И только когда голос окончательно стих и истаяли последние тусклые чёрточки безжизненного призрачного лица, он отважился чуть приостановиться и бросить вспять беглый опасливый взгляд. Кладбище, полускрытое густой сеткой проливного дождя, сливавшееся с ночным мраком и лишь слегка тронутое уличным освещением, было похоже на сплошную, монолитную чёрную громаду, как бы зримое, осязаемое воплощение ночи и тьмы, хранящее в своих бездонных глубинах страшные, несказанные тайны, которые не дано – да и не нужно – знать человеку. К одной из этих тайн совершенно случайно прикоснулся только что стоявший посреди улицы насквозь промокший, смертельно уставший, дрожавший человек, которому это едва не стоило рассудка, а возможно, и жизни.

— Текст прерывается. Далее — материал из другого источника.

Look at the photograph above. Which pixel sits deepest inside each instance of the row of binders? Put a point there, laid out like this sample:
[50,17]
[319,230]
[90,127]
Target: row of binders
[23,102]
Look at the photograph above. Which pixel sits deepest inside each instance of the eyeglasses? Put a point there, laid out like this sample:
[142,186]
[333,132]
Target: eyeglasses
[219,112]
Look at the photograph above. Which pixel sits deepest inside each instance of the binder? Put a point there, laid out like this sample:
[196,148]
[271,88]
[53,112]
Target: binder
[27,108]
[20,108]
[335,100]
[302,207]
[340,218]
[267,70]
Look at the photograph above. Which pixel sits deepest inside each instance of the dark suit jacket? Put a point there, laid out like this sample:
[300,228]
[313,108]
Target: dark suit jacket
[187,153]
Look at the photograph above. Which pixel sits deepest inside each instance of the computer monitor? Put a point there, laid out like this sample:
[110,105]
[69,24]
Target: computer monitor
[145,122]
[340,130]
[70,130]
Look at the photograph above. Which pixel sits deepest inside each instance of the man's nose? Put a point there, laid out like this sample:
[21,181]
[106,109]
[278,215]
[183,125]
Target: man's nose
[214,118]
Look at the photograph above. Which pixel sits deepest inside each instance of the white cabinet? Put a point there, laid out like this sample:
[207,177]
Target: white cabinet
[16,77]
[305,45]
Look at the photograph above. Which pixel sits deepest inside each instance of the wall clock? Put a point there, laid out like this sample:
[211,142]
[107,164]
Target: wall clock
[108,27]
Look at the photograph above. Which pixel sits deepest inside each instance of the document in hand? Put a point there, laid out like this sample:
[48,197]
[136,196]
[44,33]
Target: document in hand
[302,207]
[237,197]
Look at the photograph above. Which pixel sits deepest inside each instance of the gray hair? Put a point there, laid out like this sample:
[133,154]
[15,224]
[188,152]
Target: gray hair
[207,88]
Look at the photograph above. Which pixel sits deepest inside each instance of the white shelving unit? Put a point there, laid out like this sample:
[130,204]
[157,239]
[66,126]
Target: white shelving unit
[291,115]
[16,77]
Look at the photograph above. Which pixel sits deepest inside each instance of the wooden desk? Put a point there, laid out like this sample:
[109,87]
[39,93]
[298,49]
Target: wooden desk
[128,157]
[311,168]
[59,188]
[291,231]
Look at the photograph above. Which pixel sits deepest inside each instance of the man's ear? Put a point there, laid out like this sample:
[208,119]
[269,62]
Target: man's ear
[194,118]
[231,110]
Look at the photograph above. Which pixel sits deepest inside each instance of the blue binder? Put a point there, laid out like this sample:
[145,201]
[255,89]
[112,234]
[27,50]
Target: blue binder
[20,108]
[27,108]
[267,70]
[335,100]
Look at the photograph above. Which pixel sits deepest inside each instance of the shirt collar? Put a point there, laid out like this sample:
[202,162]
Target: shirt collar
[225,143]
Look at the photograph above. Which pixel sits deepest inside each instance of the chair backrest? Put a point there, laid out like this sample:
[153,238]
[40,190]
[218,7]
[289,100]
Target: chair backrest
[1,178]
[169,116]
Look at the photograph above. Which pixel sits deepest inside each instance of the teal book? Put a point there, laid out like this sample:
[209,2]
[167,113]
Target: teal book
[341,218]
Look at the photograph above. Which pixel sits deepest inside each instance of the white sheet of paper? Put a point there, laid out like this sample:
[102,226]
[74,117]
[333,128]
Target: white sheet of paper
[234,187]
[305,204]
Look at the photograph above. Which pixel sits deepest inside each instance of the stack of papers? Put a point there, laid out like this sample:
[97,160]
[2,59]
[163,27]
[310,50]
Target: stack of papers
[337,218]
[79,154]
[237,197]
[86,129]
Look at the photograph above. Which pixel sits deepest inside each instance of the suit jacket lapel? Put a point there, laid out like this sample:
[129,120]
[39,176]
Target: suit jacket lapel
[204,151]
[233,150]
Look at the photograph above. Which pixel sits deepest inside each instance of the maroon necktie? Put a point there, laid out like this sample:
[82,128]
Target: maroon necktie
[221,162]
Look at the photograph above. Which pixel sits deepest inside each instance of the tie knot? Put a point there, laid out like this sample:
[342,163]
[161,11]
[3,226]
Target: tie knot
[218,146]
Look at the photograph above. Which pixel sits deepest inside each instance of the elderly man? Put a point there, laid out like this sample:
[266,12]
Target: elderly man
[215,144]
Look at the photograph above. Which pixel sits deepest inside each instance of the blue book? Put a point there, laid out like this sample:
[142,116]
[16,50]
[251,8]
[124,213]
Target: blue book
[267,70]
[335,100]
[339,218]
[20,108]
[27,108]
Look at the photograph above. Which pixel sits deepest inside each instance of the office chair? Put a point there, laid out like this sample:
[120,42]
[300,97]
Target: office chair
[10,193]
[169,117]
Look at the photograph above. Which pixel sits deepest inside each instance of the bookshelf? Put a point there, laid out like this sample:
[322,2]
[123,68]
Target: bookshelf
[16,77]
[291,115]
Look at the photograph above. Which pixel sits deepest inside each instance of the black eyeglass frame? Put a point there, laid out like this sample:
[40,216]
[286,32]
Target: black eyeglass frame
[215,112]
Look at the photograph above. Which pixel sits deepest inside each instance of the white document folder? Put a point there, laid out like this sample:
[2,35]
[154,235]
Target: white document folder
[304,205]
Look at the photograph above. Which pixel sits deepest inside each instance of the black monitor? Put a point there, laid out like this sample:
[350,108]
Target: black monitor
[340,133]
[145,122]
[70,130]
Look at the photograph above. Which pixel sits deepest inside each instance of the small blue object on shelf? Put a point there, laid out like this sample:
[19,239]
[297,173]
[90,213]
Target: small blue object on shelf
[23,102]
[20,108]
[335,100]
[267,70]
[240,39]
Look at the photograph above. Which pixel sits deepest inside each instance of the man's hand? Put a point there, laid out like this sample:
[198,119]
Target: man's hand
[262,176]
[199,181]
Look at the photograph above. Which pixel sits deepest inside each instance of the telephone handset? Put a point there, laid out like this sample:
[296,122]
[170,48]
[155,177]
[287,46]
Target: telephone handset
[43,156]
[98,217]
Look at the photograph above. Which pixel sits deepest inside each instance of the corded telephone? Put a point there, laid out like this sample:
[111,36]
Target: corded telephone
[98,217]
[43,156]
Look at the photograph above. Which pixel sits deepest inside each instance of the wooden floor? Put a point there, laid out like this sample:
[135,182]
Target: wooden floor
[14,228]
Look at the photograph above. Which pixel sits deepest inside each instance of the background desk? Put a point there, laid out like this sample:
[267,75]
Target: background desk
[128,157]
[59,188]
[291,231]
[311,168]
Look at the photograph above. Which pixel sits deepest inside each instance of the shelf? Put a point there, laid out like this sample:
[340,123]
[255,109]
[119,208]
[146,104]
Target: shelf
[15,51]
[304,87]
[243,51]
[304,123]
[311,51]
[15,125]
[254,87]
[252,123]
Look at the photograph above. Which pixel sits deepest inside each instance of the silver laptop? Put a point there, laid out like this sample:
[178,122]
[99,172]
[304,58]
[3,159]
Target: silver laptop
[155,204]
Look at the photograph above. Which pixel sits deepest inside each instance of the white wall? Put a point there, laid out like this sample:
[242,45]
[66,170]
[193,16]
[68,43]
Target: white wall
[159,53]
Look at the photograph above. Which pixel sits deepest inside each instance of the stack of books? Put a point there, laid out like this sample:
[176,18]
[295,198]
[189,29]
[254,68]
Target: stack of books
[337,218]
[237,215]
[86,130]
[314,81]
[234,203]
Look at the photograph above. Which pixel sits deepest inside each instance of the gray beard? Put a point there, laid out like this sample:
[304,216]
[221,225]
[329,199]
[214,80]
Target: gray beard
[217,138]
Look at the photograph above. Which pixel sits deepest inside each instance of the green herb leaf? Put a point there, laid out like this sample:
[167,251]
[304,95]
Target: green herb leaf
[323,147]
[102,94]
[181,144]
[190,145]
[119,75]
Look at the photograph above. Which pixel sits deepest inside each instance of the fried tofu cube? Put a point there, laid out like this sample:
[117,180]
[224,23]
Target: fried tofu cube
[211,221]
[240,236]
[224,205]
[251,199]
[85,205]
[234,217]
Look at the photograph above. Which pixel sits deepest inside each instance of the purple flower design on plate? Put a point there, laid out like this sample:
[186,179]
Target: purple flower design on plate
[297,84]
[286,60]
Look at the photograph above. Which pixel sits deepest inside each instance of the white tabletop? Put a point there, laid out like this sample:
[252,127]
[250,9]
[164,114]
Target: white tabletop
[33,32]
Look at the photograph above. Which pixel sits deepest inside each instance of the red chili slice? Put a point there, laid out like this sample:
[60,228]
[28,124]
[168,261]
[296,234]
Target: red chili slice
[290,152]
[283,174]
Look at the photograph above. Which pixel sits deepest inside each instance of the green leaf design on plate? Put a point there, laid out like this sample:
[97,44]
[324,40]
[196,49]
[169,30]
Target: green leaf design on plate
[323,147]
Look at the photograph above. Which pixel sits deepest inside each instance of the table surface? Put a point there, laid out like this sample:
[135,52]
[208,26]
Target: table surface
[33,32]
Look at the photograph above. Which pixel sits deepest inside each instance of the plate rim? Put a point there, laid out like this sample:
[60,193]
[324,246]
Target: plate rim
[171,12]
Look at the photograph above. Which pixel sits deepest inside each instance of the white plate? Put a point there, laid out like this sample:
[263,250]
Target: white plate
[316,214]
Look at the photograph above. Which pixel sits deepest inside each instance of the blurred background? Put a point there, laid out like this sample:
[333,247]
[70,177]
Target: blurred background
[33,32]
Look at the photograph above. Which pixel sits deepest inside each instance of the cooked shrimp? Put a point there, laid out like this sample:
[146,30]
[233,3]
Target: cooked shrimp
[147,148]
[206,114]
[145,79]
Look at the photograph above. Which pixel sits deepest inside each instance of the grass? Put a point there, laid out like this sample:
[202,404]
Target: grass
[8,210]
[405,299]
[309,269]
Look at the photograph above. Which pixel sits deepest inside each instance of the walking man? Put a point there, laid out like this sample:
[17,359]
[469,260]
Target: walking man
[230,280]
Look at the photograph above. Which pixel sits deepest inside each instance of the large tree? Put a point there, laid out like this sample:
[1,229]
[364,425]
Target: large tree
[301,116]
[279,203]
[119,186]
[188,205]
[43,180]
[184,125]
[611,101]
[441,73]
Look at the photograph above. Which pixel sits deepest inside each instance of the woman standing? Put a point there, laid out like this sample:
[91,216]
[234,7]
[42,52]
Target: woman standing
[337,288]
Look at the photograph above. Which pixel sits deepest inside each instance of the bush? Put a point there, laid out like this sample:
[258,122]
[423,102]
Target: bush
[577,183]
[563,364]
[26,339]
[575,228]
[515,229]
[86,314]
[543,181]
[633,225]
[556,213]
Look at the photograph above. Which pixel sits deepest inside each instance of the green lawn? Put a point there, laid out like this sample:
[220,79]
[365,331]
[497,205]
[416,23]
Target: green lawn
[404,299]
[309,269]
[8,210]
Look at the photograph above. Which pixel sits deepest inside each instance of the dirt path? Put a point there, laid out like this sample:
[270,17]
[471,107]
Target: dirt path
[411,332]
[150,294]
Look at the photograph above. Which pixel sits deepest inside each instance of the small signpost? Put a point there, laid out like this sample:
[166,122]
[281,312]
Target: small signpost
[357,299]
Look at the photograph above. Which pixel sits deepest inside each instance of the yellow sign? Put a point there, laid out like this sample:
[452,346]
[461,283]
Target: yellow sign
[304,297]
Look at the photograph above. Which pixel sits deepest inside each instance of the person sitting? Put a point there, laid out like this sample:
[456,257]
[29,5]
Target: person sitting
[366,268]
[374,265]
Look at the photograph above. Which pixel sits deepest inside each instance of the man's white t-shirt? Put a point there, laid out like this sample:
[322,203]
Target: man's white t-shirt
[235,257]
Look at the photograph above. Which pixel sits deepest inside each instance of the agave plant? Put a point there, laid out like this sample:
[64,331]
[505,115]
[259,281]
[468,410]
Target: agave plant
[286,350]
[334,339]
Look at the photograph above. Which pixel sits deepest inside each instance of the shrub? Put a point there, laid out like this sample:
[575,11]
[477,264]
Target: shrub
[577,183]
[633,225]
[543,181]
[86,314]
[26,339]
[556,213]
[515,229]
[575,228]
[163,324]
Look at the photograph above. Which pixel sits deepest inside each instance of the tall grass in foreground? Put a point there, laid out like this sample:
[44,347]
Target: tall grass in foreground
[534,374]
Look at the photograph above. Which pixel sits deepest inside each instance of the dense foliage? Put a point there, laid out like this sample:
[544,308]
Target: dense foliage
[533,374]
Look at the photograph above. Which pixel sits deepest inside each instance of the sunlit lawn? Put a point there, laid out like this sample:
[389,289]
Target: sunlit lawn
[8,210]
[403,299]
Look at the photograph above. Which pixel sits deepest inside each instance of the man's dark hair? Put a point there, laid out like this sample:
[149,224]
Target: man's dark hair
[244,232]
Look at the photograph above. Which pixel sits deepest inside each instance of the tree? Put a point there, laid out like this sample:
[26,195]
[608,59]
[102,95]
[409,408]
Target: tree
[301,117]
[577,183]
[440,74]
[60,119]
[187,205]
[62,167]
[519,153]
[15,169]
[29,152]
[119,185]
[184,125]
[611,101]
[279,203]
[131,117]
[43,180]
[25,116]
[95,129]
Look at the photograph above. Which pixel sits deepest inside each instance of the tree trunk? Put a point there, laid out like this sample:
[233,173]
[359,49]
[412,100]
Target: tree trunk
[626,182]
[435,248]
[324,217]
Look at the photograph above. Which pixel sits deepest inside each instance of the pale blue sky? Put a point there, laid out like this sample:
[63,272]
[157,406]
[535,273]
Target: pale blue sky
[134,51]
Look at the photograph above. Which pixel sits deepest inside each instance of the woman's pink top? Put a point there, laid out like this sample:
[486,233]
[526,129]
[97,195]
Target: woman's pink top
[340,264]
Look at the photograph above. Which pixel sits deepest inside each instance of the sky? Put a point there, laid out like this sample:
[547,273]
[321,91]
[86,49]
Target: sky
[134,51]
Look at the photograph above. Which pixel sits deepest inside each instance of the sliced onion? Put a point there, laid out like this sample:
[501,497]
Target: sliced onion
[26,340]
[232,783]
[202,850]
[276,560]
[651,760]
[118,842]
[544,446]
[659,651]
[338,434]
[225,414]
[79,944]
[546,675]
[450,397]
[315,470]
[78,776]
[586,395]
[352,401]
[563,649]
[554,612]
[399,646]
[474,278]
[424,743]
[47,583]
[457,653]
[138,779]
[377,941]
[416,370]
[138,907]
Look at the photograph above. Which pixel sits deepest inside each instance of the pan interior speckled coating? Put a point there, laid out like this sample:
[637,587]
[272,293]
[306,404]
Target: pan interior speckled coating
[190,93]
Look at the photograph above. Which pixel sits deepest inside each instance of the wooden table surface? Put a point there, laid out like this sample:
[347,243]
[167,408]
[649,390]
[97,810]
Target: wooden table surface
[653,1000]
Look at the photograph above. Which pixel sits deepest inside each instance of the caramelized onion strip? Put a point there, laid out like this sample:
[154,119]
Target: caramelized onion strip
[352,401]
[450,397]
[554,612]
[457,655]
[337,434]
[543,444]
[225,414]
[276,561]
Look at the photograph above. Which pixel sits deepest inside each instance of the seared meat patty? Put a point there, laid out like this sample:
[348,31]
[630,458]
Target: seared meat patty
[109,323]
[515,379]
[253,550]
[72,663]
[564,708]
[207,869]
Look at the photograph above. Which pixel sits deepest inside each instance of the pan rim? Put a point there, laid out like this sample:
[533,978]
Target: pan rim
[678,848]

И, кроме того, прикоснулся ещё к чему-то. С чем он никогда прежде не сталкивался. Чего он не знал и не понимал. Что было странно, чуждо, даже, пожалуй, враждебно ему. Чему он не мог дать названия, так как в его лексиконе не было подходящих для этого слов. Что удивляло, раздражало, чуть ли не пугало его. С чем он не хотел иметь ничего общего… И то, что случилось сегодня, чему он стал свидетелем, лишь утвердило его в этом убеждении, укрепило его уверенность в правильности и непогрешимости его позиции. Жить, чувствовать, мыслить можно и нужно только так, как это делает он. Потому что иначе нельзя, невозможно, бессмысленно и бесперспективно. Потому что правда, опыт, здравый смысл на его стороне. А всё остальное…

Мысли смешались в его отяжелевшей, отупевшей, гудевшей от утомления голове, и он, не додумав, лишь махнул рукой и, повернувшись, побрёл, едва волоча ноги, в мутную городскую даль.